Precursors to the synthesizer

Amazing history lesson in an Apple support document, via Stephen Hackett at 512 Pixels

2 Likes

The opening graf:

The earliest seeds of modern electronic synthesizers began in the twilight years of the 19th century. In 1897, an American inventor named Thaddeus Cahill was issued a patent to protect the principle behind an instrument known as the Telharmonium, or Dynamophone. Weighing in at 200 tons, this mammoth electronic instrument was driven by 12 steam-powered electromagnetic generators. It was played in real time using velocity-sensitive keys and, amazingly, was able to generate several different sounds simultaneously.
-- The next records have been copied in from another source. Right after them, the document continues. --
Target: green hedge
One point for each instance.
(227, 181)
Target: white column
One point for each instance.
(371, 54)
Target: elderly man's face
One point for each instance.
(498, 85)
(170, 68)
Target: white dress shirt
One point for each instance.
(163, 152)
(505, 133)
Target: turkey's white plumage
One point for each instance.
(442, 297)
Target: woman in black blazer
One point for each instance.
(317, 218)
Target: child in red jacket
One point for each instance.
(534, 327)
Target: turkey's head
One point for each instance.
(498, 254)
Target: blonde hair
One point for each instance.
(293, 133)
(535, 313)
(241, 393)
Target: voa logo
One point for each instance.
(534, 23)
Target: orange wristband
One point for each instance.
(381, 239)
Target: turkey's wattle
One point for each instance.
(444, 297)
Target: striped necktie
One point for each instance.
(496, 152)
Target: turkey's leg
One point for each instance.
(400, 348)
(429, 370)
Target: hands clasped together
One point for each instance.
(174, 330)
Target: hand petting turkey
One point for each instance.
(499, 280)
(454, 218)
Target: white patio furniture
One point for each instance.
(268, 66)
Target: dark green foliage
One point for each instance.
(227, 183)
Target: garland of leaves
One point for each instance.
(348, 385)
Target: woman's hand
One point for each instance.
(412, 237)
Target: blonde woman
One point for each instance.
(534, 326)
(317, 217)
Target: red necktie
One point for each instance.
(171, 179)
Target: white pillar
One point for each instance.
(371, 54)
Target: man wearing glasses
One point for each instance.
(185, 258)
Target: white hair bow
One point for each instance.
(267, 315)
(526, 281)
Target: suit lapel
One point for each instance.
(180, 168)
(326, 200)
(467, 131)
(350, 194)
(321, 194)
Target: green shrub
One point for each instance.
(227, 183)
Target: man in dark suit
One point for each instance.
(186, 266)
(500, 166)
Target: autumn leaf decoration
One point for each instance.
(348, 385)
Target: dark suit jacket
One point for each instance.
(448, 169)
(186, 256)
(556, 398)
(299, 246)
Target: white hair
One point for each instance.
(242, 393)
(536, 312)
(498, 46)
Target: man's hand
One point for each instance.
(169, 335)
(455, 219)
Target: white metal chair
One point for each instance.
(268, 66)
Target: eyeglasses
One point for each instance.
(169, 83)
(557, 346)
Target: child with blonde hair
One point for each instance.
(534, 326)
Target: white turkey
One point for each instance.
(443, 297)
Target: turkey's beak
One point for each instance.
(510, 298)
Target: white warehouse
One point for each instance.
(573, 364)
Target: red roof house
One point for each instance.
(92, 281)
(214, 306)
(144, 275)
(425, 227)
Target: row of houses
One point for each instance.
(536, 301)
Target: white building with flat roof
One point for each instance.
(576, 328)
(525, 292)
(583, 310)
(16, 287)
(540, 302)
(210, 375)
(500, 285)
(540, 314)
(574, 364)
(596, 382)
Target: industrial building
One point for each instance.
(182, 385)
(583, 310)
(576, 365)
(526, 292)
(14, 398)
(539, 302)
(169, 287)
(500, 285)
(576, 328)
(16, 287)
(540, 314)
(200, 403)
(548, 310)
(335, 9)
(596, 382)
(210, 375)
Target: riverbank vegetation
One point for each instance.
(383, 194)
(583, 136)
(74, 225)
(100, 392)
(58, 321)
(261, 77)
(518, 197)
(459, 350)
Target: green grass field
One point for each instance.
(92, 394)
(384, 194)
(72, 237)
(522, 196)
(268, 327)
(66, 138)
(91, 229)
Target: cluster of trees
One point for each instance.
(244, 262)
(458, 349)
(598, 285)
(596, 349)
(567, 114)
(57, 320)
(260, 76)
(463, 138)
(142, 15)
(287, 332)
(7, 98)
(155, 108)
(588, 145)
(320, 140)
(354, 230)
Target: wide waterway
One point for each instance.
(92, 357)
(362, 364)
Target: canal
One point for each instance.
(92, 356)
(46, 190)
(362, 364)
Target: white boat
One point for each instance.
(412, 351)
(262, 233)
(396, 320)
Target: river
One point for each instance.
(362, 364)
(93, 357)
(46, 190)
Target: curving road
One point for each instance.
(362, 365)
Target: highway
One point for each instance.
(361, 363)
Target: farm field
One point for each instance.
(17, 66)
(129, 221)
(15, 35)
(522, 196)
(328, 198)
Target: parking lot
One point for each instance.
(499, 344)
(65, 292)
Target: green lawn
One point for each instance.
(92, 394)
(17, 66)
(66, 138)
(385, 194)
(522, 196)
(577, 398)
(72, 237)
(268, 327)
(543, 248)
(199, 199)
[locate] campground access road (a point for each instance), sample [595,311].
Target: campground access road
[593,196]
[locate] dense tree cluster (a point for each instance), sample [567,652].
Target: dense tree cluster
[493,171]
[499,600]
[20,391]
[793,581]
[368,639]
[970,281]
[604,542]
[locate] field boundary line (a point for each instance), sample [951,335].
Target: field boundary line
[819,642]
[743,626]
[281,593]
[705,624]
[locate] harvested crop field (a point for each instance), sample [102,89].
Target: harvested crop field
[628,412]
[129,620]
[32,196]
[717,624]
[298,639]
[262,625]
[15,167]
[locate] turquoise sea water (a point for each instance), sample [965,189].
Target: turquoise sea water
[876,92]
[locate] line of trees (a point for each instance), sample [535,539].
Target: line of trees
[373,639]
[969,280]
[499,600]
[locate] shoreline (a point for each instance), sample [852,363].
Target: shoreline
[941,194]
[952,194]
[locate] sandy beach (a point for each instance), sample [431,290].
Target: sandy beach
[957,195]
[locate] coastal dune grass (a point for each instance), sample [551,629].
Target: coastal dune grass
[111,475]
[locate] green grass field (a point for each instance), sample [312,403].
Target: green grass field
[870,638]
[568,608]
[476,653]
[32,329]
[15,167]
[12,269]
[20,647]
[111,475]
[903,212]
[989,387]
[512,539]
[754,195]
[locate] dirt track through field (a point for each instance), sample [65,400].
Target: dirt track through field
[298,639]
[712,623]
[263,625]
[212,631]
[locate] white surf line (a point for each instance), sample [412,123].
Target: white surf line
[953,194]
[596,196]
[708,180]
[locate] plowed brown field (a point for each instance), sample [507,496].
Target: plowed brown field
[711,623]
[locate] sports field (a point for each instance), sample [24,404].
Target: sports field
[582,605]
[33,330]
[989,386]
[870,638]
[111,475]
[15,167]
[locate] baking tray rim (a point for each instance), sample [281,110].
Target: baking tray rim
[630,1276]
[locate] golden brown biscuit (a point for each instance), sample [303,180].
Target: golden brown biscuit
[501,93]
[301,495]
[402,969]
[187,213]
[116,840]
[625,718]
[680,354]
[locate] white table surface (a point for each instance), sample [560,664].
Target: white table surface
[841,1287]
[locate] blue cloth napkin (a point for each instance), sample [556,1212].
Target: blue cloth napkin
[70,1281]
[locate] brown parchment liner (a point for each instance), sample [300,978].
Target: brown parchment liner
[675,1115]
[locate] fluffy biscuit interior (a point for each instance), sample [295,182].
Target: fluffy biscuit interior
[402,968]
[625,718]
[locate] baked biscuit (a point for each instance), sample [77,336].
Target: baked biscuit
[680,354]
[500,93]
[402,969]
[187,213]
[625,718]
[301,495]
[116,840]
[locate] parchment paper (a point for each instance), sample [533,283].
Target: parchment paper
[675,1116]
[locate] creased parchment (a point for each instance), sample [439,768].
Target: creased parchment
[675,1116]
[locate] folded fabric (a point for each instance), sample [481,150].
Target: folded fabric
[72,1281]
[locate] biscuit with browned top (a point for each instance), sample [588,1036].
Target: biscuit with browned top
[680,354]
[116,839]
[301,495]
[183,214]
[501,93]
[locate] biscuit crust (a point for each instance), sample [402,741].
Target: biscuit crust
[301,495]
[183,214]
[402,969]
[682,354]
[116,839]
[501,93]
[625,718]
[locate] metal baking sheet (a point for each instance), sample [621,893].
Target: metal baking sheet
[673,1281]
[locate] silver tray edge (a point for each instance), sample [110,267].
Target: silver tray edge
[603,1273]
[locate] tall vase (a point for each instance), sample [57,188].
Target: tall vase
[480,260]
The Telharmonium was presented to the public in a series of “concerts” held in 1906. Christened “Telharmony,” this music was piped into the public telephone network, because no public address systems were available at the time

I think this is the instrument I heard about, that they connected the output directly to the telephone network to broadcast a concert.
When everyone connected their phones, it gave the instrument a certain output impedence, however, during the concert, some people got bored and hung up, changing the impedence. Eventually enough people had hung up that there was far too much current going out to people’s phones that they started catching fire. :grimacing:

I can’t find anything about that part online, so no idea if that’s real now…

3 Likes

Who invented Patents?

Did they ever make a desktop module?

1 Like

B clone incoming

3 Likes

FTFY, for historical accuracy.

3 Likes

:smiley:

For precursors to the Telharmonium, and much of the story of the early development of electronic music after the Telharmonium see this website :

I posted about this website before over in this thread – Survival of Old Tech.